Secure Configuration Guide#

Overview#

This page outlines a number of steps that can be taken in order to configure the Squirro environment in a more secure manner than out of the box. This includes Squirro-specific steps, such as encrypting configuration files or enabling single sign-on (SSO), but also shows how the operating systems and some of the shipped services can be configured in a more restrictive way.

Pre-Requisites#

Linux instance to be setup according to third party standards and protocols.
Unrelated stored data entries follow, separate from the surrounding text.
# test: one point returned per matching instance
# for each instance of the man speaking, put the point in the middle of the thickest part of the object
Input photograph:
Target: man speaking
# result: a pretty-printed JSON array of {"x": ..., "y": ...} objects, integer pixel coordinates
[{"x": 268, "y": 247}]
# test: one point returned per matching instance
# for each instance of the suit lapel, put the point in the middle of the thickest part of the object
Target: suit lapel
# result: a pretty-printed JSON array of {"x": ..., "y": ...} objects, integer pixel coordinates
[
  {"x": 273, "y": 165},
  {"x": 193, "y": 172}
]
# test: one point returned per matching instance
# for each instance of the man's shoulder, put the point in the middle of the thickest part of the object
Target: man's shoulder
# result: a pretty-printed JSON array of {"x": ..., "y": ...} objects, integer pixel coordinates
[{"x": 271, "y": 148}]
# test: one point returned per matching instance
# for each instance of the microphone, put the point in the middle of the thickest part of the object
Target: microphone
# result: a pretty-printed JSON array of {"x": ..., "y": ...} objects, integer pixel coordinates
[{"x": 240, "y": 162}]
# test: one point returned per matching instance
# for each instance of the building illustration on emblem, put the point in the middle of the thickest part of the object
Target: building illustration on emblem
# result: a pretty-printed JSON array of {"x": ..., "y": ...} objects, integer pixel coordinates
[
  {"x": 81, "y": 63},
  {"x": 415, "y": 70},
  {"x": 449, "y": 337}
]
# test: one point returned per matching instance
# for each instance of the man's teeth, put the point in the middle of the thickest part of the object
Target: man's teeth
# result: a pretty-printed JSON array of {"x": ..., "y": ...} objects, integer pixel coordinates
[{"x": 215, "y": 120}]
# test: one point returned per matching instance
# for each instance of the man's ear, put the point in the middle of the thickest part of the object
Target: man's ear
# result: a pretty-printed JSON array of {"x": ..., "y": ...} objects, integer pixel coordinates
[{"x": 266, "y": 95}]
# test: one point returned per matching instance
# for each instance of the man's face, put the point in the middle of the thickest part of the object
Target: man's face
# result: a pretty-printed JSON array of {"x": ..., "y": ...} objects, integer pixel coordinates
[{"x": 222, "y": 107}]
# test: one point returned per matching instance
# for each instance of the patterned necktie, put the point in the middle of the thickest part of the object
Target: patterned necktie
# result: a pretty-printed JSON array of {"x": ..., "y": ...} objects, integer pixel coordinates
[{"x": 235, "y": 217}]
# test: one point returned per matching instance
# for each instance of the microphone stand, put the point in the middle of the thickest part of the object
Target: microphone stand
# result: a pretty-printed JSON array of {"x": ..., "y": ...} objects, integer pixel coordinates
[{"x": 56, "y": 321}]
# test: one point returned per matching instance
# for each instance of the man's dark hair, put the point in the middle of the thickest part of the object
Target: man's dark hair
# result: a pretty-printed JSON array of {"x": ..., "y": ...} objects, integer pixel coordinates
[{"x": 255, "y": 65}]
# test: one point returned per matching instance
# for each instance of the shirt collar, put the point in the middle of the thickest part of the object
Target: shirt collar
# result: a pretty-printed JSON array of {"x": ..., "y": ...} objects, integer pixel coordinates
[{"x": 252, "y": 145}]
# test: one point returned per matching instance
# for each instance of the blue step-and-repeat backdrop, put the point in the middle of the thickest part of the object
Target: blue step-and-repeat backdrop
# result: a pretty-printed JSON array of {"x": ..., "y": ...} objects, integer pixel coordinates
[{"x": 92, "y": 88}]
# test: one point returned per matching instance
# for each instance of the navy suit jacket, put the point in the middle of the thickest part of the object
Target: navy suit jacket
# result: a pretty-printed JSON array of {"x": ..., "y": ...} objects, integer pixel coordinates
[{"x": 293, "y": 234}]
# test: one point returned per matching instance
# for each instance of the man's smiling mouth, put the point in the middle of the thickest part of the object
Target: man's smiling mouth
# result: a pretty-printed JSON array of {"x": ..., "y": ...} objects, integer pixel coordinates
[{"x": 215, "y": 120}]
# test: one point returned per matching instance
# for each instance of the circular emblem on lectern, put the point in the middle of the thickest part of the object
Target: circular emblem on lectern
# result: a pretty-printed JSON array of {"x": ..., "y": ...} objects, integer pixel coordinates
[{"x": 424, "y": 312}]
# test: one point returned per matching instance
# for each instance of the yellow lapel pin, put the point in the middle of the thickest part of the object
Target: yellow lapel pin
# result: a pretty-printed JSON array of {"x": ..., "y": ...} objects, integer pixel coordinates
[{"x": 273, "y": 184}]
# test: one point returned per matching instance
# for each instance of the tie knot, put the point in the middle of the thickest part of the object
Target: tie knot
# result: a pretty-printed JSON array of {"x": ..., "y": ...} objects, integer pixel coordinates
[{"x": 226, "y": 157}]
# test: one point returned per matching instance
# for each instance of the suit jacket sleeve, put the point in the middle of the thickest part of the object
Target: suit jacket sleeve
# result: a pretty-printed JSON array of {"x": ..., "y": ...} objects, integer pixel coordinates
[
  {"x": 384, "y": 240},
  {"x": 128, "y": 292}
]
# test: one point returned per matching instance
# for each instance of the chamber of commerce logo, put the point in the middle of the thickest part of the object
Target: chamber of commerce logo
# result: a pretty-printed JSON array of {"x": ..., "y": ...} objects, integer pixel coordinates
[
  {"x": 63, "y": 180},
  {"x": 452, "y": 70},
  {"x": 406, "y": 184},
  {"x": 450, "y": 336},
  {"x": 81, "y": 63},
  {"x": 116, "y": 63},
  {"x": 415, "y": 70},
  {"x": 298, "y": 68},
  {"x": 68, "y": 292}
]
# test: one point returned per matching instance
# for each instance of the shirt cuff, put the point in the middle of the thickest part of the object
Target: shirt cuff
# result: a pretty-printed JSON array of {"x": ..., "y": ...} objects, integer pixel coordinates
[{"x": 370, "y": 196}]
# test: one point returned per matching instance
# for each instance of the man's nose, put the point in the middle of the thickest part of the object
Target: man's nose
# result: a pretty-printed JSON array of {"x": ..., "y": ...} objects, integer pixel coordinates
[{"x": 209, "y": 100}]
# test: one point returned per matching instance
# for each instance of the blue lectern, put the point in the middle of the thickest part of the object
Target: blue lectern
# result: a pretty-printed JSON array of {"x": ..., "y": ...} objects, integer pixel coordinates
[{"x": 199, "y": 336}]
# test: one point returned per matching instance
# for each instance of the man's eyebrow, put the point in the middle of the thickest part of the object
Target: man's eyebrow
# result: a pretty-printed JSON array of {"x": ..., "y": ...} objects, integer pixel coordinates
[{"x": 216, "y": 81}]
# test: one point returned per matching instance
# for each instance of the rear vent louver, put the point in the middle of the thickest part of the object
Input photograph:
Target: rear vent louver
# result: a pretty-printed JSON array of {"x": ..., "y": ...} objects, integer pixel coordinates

Familiarity with Squirro services and setup procedures.

Linux & Networking#

Firewall Settings#

Squirro Ports#

Incoming traffic to Squirro servers are open on a number of TCP ports. The individual ports and the required access level are documented below.

Storage Nodes#

On Squirro storage nodes all port except the following can be blocked.

TCP Port

Usage

Open for

9200

Elasticsearch access

All storage and Squirro nodes

9300

Elasticsearch replication

All storage nodes

Squirro Nodes#

On Squirro cluster nodes all ports except the following can be blocked.

TCP Port

Usage

Open for

443

Web and API access (SSL-protected)

  • All clients (or load balancer)

2181

Zookeeper

  • All Squirro nodes

2888

Zookeeper node discovery

  • All Squirro nodes (in multi-node setups)

3306

MariaDB

  • All Squirro nodes

3888

Zookeeper node discovery

  • All Squirro nodes (in multi-node setups)

6379

Redis (storage)

  • All Squirro nodes

6380

Redis (cache)

  • All Squirro nodes

For more information on configuring ports, see Installing Squirro on Linux.

Nginx#

Squirro ships with an Nginx web server which terminates web connections and then forwards them internally on the machine to the services.

SSL certificate#

For the HTTPS connection to the Squirro cluster node, a self-signed SSL certificate is generated by default. That certificate will trigger warnings for users and is not trusted by the Squirro Toolbox either. For security reasons, an SSL certificate should be issued by the respective body.

For more information on configuring SSL certificates, see SSL Certificates.

Limit TLS protocols#

As a compromise to security and compatibility, Squirro’s default configuration of Nginx allows TLS 1.0, 1.1 and 1.2. This can be reduced to only allow TLS 1.2 if the environment (users and clients connecting) allows that restriction.

To change, edit /etc/nginx/conf.d/ssl.inc. Look for the ssl_protocols and change it to:

ssl_protocols TLSv1.2;

The Red Hat Enterprise Linux 7 version of nginx does not yet support TLS 1.3.

Remove non-secure ports#

The default configuration listens on port 80 and 81 for HTTP and 443 for HTTPS. The ports 80 and 81 can be removed to avoid these connections (requiring further changes in the Squirro configuration below).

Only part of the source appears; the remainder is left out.